У директора были хорошо продуманные аргументы в защиту того, что школу следует строить именно здесь; но не все хорошо продуманные аргументы годятся для того, чтобы их широко обнародовать, они доступны лишь тем, кто может смотреть в будущее. Однако люди с этим не рождаются, а приобрести такую способность - смотреть в будущее - нелегко, удается это только тем, кто привык мыслить в крупных масштабах, поэтому, чтобы получить согласие и поддержку общественности, необходимы простые, всем понятные аргументы.

У директора и они были наготове: прекрасный вид сверху из окон классов, позволяющий даже в плохую погоду делать наглядными занятия по природоведению, чистый, богатый кислородом воздух повышает усвояемость учебных предметов на пять - десять процентов, строительство спортплощадки не потребует больших капиталовложений, пруд, который расположен на расстоянии пятисот метров от будущей школы, при минимальных затратах летом может служить для купания, а зимой использоваться как каток.
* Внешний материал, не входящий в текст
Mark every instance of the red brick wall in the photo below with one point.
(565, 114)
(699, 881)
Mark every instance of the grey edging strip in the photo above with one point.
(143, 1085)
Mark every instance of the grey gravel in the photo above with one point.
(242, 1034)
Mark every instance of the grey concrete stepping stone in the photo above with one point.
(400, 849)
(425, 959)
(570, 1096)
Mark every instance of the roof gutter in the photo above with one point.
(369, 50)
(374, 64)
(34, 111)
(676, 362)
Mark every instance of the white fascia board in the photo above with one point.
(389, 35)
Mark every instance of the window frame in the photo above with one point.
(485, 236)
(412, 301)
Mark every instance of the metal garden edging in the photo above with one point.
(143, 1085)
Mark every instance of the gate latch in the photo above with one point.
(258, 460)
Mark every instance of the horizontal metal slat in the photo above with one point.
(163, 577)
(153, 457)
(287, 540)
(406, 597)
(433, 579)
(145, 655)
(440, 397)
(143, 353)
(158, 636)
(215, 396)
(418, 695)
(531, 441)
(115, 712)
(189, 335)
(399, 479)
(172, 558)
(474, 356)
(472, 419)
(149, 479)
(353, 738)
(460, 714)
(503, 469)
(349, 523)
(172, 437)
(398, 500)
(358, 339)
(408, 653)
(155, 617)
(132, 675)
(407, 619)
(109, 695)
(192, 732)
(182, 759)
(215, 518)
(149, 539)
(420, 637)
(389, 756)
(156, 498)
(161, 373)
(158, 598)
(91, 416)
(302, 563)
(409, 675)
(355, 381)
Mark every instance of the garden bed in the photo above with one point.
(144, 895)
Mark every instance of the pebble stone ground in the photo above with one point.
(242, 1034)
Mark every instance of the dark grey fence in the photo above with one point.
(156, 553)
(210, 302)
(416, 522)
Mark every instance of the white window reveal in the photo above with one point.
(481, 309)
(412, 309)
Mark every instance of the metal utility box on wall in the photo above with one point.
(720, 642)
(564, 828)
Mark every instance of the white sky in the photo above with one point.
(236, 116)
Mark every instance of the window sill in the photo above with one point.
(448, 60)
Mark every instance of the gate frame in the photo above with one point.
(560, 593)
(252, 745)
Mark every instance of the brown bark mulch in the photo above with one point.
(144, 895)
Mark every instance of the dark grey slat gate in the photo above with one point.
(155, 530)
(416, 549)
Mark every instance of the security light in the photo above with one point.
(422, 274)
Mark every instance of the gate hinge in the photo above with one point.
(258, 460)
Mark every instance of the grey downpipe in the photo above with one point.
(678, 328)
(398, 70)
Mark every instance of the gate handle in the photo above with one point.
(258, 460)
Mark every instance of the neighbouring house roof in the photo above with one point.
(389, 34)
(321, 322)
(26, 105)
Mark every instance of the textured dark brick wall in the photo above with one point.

Следует добавить отсутствие шума, пыли - короче говоря, получается лучшая в мире школа для детей с Саткулы, очень долго бывших пасынками.

Но тот, кто побывал в роли пасынка, знает почем фунт лиха и опасается, как бы и директор тоже не загнал Саткулу в подземные трубы, чтобы можно было идти дорогой прогресса легко и свободно, не обращая внимания на своеобразное и необычное. Слова, в которые директор школы облек свои хорошо продуманные, но не предназначенные для широкой публики аргументы, были взяты им из философского словаря и сами по себе не вызывают возражений, пока их видишь на бумаге. Но если с книжных страниц они вторгаются в реальную жизнь - скажем, в жизнь старика на холме, - то может случиться, что движение вперед они превратят в движение от человека, помогут содрать с холма верхний слой, вынуть все, что лежит под ним, но холма-то уже не будет.